Old JD dealer told me "JD never made a good 1010 farm tractor". His advice do NOT buy one. The word not was a lot louder than the rest of his sentence.
 
When I worked at fertilizer plant I drove their 2020 and from that I would not own one of them, The 65 & 68 Ford 4000 that I had were day and night better. Back quite a few years before the local Deere dealer closed when one of the owners got killed in a skid steer accident the lead mechanic on his own farm had a 1010 that he put in a 45 combine engine and that was his plowing tractor. That says a good Deere mechanic did not think they were a bad tractor or he would have had something different. He was putting out around 50 HP with it. Only thing I see wrong is the price.
 
Don't walk, run from any Belarus. Never find someone to work on one if you could get parts.
 
I worked for three Deere dealers -from 1969 to 1992. We certainly gave those warnings about 2010 wheel tractors. No so much with the 1010s.
 
i appreciate the info (im j/k on the belarus). Im going to back off of the 1010. If the guy decides to track me down i might insult him on the price, but only because i believe i could gamble with something like $1000 for it.

Ive expanded my search and found a couple wd45s, massey 50s and some fords to look into, all for 3k or under.

In the future ill be able to try and find better deals, but short term id like something working
 
The family farm has one brought new in 1962. Somewhere along the line my dad had to make a gear are repair a gear for the transmission other that that its been trouble free. I never liked it but my uncle thought it was the beast thing since sliced bread.
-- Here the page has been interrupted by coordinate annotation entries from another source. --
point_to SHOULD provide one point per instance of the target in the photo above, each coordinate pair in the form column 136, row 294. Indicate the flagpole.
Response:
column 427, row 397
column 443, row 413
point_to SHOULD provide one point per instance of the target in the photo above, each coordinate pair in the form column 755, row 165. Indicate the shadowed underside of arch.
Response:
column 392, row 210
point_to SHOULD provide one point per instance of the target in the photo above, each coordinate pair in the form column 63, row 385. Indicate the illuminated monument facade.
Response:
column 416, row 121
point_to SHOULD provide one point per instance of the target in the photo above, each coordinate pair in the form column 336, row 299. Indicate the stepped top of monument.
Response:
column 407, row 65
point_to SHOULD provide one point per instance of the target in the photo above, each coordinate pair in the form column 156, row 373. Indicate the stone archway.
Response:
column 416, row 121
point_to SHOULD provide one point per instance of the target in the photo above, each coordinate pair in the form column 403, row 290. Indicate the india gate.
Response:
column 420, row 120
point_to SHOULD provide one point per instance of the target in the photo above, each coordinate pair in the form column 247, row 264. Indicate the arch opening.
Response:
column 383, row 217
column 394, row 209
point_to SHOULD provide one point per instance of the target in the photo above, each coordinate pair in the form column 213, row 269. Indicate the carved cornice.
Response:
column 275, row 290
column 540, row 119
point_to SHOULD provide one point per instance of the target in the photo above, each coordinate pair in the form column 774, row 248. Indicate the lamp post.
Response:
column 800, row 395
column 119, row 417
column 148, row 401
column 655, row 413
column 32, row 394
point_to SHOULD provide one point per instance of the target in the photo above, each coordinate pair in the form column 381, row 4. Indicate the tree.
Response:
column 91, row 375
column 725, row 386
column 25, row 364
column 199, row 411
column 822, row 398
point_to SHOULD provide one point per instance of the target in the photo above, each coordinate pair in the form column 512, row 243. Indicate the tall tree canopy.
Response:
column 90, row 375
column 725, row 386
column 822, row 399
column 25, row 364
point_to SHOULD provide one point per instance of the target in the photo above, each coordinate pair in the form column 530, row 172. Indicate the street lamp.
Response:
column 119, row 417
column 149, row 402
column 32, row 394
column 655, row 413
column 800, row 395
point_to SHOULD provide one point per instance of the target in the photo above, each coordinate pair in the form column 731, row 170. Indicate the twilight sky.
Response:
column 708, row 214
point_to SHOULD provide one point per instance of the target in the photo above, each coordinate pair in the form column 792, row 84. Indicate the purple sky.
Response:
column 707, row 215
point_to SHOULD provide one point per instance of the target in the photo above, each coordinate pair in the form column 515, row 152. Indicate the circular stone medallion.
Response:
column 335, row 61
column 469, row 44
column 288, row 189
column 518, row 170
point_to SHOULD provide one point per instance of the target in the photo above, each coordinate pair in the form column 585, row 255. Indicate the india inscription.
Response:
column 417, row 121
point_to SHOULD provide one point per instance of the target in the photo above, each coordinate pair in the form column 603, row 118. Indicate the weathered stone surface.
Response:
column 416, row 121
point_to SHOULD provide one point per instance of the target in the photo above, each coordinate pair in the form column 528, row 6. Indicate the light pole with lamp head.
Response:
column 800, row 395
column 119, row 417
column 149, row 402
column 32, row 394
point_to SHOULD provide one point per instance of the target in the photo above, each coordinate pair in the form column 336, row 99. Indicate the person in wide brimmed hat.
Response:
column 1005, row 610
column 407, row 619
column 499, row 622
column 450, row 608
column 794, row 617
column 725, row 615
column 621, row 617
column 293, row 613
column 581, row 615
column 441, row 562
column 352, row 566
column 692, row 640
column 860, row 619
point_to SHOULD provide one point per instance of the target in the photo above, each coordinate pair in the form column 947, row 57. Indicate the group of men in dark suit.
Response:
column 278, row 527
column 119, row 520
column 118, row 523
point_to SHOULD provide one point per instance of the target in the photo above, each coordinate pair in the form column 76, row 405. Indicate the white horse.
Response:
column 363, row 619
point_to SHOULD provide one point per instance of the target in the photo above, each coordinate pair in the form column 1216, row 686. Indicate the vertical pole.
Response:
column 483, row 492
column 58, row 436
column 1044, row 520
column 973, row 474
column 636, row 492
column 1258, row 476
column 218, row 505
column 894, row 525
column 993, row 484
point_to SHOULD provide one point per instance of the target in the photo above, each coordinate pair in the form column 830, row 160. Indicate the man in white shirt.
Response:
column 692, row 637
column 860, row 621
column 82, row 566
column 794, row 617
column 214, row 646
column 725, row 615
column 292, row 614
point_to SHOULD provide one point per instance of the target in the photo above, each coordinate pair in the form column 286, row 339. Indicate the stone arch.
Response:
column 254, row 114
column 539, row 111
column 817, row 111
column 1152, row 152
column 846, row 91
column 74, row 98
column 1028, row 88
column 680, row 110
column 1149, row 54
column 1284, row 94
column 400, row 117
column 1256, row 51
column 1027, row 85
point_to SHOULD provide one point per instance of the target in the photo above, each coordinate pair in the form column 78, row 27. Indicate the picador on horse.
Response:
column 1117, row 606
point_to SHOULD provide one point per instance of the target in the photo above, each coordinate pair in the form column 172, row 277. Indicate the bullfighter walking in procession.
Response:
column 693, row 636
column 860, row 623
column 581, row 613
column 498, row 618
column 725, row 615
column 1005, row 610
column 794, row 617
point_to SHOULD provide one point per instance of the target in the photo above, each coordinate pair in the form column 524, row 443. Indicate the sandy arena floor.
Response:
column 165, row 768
It will sale and he will get 3K for it a sucker will come along. I have know folks that brought one and were never happy with them. I have a customer that has one he LUV's it. Most tractor do not see the work that folks put them thru back then so if its was in great condition and I felt comfortable with it, its only 3K it should mow grass.

For the record I don't plan to by one are any green tractor far as that goes.
 

I have worked on 3 of them.. all were bad news and paid 3 times what they were worth to get them running again... but not running well as there were still other problems.

Better than a push lawnmower, but not better than a riding lawnmower.

As to belaurus,, there a lots of them down here.. all non running. probably could get them for free. Parts can be very difficult as the above to find used.. much less new. Other models out there that run nearly forever, lots of them everywhere, and some even have aftermarket parts due to popularity available world wide at one third of the dealer price.

these "other" tractors cost a bit more, run a LOT better, and will still sell for even more later when your kids sell them after your gone.